Datadog has a security footgun
Bad API design leads to field day for domain-snatching data siphons
I’ve just finished dealing with an incident at Corporate Clash (a fan reimagination of the defunct Disney MMO, Toontown Online) where a misconfigured Datadog RUM (Real User Monitoring for user sessions tracking) config led to customer data being sent to an unauthorized 3rd party for a week, whenever a user visited our website at https://corporateclash.net.
The data, sent by the @datadog/browser-rum package, contained information such as:
your device make/model
location based on your IP address
OS/Browser versions
approximate internet speed
a replay of how users interacted with the website (clicks, scrolls, etc)

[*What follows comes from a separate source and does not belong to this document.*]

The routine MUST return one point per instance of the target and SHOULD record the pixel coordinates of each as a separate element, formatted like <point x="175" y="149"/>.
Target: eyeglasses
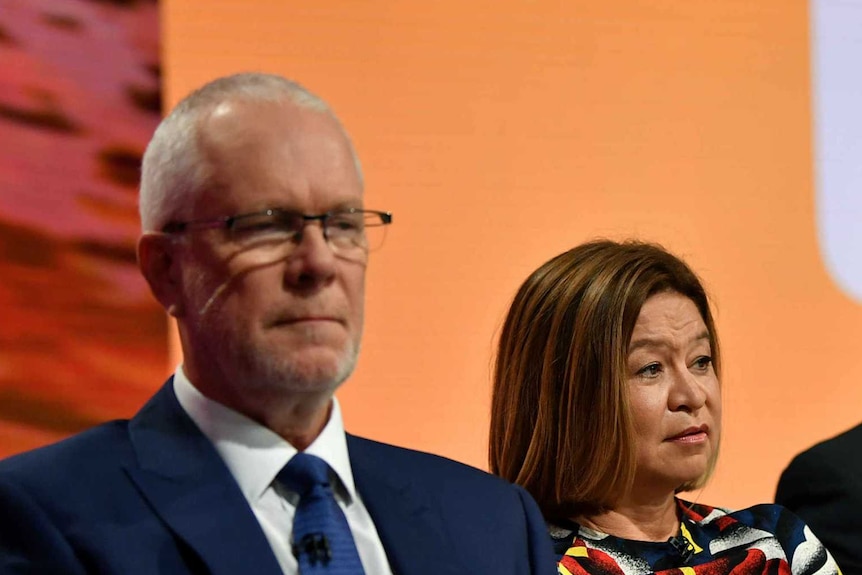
<point x="349" y="232"/>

The set of data is comparable to if you took a wrong turn on the internet and visited a site you didn’t mean to visit so the degree of harm is minor, but since this data transmission happened automatically when our users visited our site, we decided to disclose the incident as a security incident.1 Fortunately, we don’t think the domain parking service that picked up the domain was aware of the data, as they likely only went after the NXDOMAINs and weren’t interested in the extra Datadog data being transmitted.
I can’t help but feel Datadog is negligent in their API design that made the incident possible. Since I emailed them and they don’t consider this to be a security vulnerability, I will talk about how it works and how you can take advantage of this by being a savvy domain-snatcher avoid this by reading Datadog’s document very, very, very carefully.
So, what’s a Site anyway?
If I ask you what a “site” is, what would you answer me with? A website? A physical location? If you were given this piece of code with no other context, what do you think a “site” means here?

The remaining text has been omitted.